I'm coming out of my 42 days with a whole world of experience I didn't know existed and certainly didn't expect. I look at my first two posts and sigh at my naiveté, my hope, the joy, anticipation - I wanted the perfect crunchy-momma experience. I was dancing and singing to Gillian Welch (the old stuff) and the Dragon Age 2 sound track, we had a crackling fire, everything was so perfect and then suddenly it wasn't. But more on that later. I'll write up my birth experience in the next week or so.
And since we're just getting back into the swing of things let me just give a list of the topics I intend to discuss. You may note, it's very different than the list I originally offered:
- What to do when you have no placenta to encapsulate - an exploration of herbs, spices, acupuncture, and warm oils.
- What to do when all your parents go crazy and you have to send them home - a celebration of setting boundaries and establishing priorities.
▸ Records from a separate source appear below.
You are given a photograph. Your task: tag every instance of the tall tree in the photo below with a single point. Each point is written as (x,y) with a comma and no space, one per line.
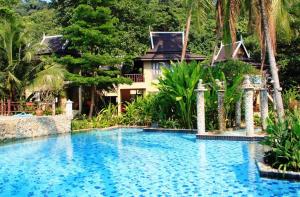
(199,8)
(272,62)
(92,32)
(14,46)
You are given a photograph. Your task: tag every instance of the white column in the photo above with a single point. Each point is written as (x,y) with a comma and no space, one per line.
(221,110)
(264,108)
(69,109)
(248,94)
(238,113)
(200,108)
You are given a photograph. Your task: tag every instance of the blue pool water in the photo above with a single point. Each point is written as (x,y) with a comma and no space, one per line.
(129,162)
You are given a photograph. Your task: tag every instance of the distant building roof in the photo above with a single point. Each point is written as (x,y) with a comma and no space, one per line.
(53,44)
(232,51)
(167,46)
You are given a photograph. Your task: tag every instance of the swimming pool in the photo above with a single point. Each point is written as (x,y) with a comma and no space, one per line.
(129,162)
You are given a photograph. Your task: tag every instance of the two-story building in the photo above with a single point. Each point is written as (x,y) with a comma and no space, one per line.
(166,47)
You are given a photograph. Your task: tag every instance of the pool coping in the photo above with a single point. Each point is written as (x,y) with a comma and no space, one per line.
(106,128)
(269,172)
(217,136)
(167,130)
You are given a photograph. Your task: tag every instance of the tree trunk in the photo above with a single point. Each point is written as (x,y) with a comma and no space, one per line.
(272,62)
(93,91)
(186,36)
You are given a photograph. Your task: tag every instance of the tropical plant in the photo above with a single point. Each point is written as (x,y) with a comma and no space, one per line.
(291,98)
(92,31)
(284,142)
(107,117)
(232,74)
(138,112)
(178,84)
(17,52)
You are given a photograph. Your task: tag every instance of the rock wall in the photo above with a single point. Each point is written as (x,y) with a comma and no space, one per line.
(35,126)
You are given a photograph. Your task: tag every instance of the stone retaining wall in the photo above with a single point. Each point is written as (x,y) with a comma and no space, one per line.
(35,126)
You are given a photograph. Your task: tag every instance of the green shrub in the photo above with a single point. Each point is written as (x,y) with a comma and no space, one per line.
(178,86)
(138,112)
(284,141)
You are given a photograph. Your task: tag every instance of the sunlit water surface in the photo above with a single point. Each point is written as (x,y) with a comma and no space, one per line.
(129,162)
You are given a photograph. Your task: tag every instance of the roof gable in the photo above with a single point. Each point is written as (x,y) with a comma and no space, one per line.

- Eating the first week - foods to encourage the bowels and warm the heart, yes, at the same time.
- Cooking the first week - if you've never done it, Ayurvedic cooking is very complicated. [see also Parents go crazy]
- Eating around the 4th week - there is such thing as too much cardamom.
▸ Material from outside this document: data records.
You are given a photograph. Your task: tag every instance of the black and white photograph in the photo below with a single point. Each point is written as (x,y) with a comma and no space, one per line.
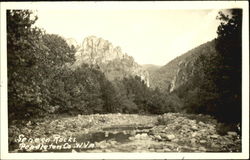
(135,78)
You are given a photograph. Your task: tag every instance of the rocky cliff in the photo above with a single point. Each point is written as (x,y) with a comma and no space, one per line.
(110,59)
(179,70)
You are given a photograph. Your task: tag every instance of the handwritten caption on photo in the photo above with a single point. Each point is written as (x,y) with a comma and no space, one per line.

- When your spouse rocks the hardest thing they've ever done.
- Body image readjustment tools - there is a new sexy, I swear, it's sexy, or it will be soon, just give it a couple weeks.
- Now what do I do - 5lbs of moong dahl and 15 spices I'm not sure what to do with.
- PP Doulas - things I never expected to experience while having strangers in my home for 42 days.
- Symptoms/concerns I never expected - itching, sore joints, flu like, itching, itching, itching, my god the itching was insane, sharp pains at incision site, dry skin, feet wont bend, breast yeast (that should get its own post)
- Breast Yeast or Thrush - call it what you like I call it #&$%&(*
- Chinese herbs for baby immediately after birth (this was amazing)
- Home visits - ND, Acupuncturist, and midwives all came to the house during my 42 days. The OB would not.
- Explaining your PP care plan to the hospital.
- "Failed Home Birth"is on my permanent record - why not say "Home Birth Transfer?"
- Professional PP counseling
- Vitamins
- Co-sleeping - this is how we do it
- Waiting to complain - the hospital did some things that they shouldn't've, we'll dialogue this in the birth story.
- Not being Draconian about the PP plan - trust.
I suspect it will take me a while to get to all these topics. My goal is to create a resource that may help folks have postpartum celebrations. If not a celebration - a warm, healing, nourishing postpartum while minimizing stress and discomfort.